If you had asked me last Friday “How’s training for your fight going? How are you feeling?” you might have heard me growl and scowl and say I didn’t give a damn anymore. I was wholly, mortally sick. Of. It.

Done. Screw it, I’m outta here.

So I made the reasonable choice and did a flaming, flying swan dive down into the dark, seedy mental nightclubs where I proceeded to party down while throwing the finger to everything boxing related. To mark the special moment, I stopped into Bojangles and devoured a 2-piece fat-enhanced meal with a side of dirty (that was especially satisfying) fries AND a motherfucking biscuit. With butter.

I thought about driving up to the Krispy Kreme, but I was feeling so warm and sated after the Bo-party all I wanted to do was head home and sleep it off. I decided I could finish out with a hefty double shot of 12 year old Macallan’s Highland single malt scotch, but by the time I got home I was too wasted on fried chicken and biscuits to find the liquor cabinet.

I slept like a sabertooth tiger with a belly full of giant sloth.

And I proceeded to very studiously NOT TRAIN for the next three days.

Which would have been especially sparkling and glittery, except that prior to the flaming flying swan dive, I had trained at my cheapie $10-a-month gym with a guy who put me through an hour-long upper and lower body workout that (I found out later) just happened to hammer the holy living Elvis out of my calves and triceps.

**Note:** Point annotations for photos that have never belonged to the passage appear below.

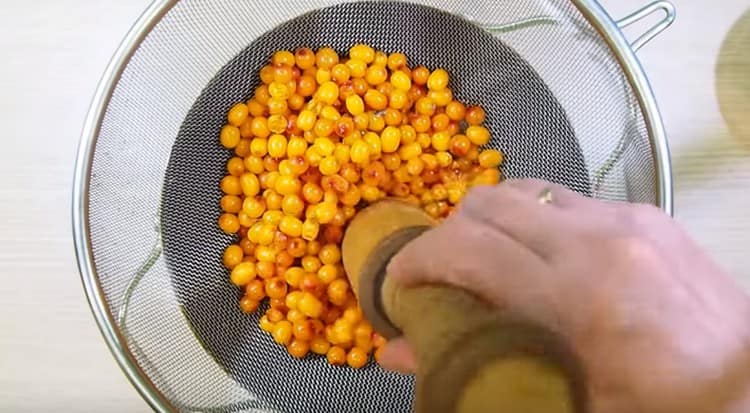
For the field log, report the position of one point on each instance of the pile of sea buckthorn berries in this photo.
(322, 137)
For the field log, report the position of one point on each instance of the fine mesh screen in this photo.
(557, 105)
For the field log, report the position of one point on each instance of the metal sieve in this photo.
(566, 101)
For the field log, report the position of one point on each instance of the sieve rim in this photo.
(590, 9)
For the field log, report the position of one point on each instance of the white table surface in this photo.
(54, 51)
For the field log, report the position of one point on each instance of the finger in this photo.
(476, 258)
(398, 356)
(561, 196)
(515, 213)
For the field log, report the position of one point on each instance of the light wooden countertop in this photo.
(51, 354)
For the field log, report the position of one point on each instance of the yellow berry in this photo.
(291, 226)
(242, 273)
(310, 305)
(363, 52)
(229, 136)
(277, 146)
(328, 93)
(259, 147)
(438, 80)
(310, 229)
(306, 120)
(354, 104)
(329, 166)
(360, 152)
(401, 81)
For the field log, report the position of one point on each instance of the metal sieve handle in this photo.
(640, 14)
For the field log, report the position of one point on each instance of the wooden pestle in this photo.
(470, 357)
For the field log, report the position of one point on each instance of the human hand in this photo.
(657, 325)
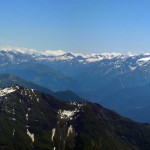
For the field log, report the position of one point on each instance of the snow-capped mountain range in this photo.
(112, 79)
(20, 55)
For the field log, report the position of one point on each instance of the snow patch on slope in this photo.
(7, 90)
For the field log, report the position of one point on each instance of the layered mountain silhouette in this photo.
(33, 120)
(118, 81)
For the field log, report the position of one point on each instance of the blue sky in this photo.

On Saturday I was surprised at the level of pain and misery cramping up my legs and arms, and I knew I was in for a rough Sunday, because I get hit hardest by 2nd day muscle soreness when I screw up like this. And sure enough, rolling out of bed and putting my feet on the floor Sunday morning was the sheerest kind of torture. It took me hours of patient work to get everything stretched out and functional, and Monday was only marginally better.

not a single fuck was givenStill, I was off the training wagon and didn’t care — upcoming fight be damned. If I could have summoned the cosmic unicorn wish fairy and been able to get in the ring and have my match Friday, Saturday, Sunday, or Monday night I would have done it in a skinny minute just to get it off the event horizon of the sucking black hole that was my mental attitude.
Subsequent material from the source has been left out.